Three differences are immediately evident. Gold is more stable (up 12% this year) while bitcoin is much more volatile, up six-fold this year. Volatility is good for speculators but not as positive for those who want safe keeping for their wealth. That’s why Ray Dallio, manager of Bridgewater, the world’s largest hedge fund, recently warned of a bitcoin bubble and how he favoured gold over the cryptocurrency.

Second, the gold market is much larger, with a value of more than $7 trillion versus about $100 billion for bitcoin, no doubt one of the reasons why it is much less volatile. A larger market brings in more participants which helps to ensure liquidity.

Third, gold has been money for a very long time and has proven itself. The first record of gold being used as money is from around 700 B.C. when the Lydians combined it with silver to form electrum coins. Its use and its value have survived every conceivable political, economic, financial and natural disaster throughout the world. Bitcoin is less than 10 years old.

The latest to weigh in on this question is Goldman Sachs (GS) which, in a research note entitled ‘Fear and Wealth’, has concluded that gold is a better store of value than bitcoin. Examining gold and bitcoin against the key characteristics of money, the GS report concludes that “precious metals remain a relevant asset class in modern portfolios, despite their lack of yield.” As the level of uncertainty increases, GS expects investors to increase their exposure to gold. In their view, fear is the medium to short-term driver of the gold price. The long-term driver, Goldman Sachs believes, is the accumulation of wealth and the need to preserve it.

Goldman Sachs looked at four key properties of a long-term store of value–durability, portability, intrinsic value and unit of account–concluding that the reasons why gold was originally adopted as a store of wealth remain relevant today. Here are their ratings:

Durability: While both require expertise for correct long-term storage, gold wins because cryptocurrencies are vulnerable to: hacking of online wallets or the user’s computer or smartphone; regulatory risk; and internet infrastructure risk during a crisis (as in Puerto Rico).

Portability: Transferring bullion can be expensive given its weight, its need for a high level of security, and high import taxes in some countries such as India. In contrast, bitcoins are much faster and cheaper to move.

Intrinsic value: There’s a limited supply of gold and other precious metals in the Earth’s crust, whereas in the case of cryptocurrencies, it’s easy to create new ones, meaning there’s effectively no control over supply and no intrinsic value due to rarity.

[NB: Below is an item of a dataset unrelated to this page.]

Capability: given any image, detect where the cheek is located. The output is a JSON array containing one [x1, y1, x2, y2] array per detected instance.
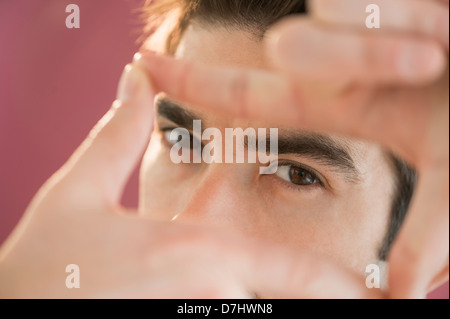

Unit of account: Gold is better at holding its purchasing power and has much lower daily volatility. Bitcoin/dollar volatility has averaged almost seven times that of gold in 2017, GS calculates.

The Goldman Sachs authors also conclude that these factors “clearly illustrate that Bitcoin as a unit of account and medium of exchange is nowhere near as favourable as it first appears.”

09. Gold v Bitcoin chart

Is gold that really that immovable? Goldman Sachs found gold was only at a disadvantage to bitcoin when it came to portability. Bullion is often accused of being bulky and therefore dysfunctional as a form of money. However, there is one factor commonly overlooked by those who make this argument; the size of gold bars and coins relative to their value. A kilo of gold (about 2.2 pounds) is about the size of your IPhone but it’s worth about US$40,000.

In our view, investors need to be clear about their motives before deciding where to put their savings. For security, the answer appears to be gold. For the potential of large speculative gains, bitcoin may be for you, if you have the stomach for risk and some extra funds you can afford to lose.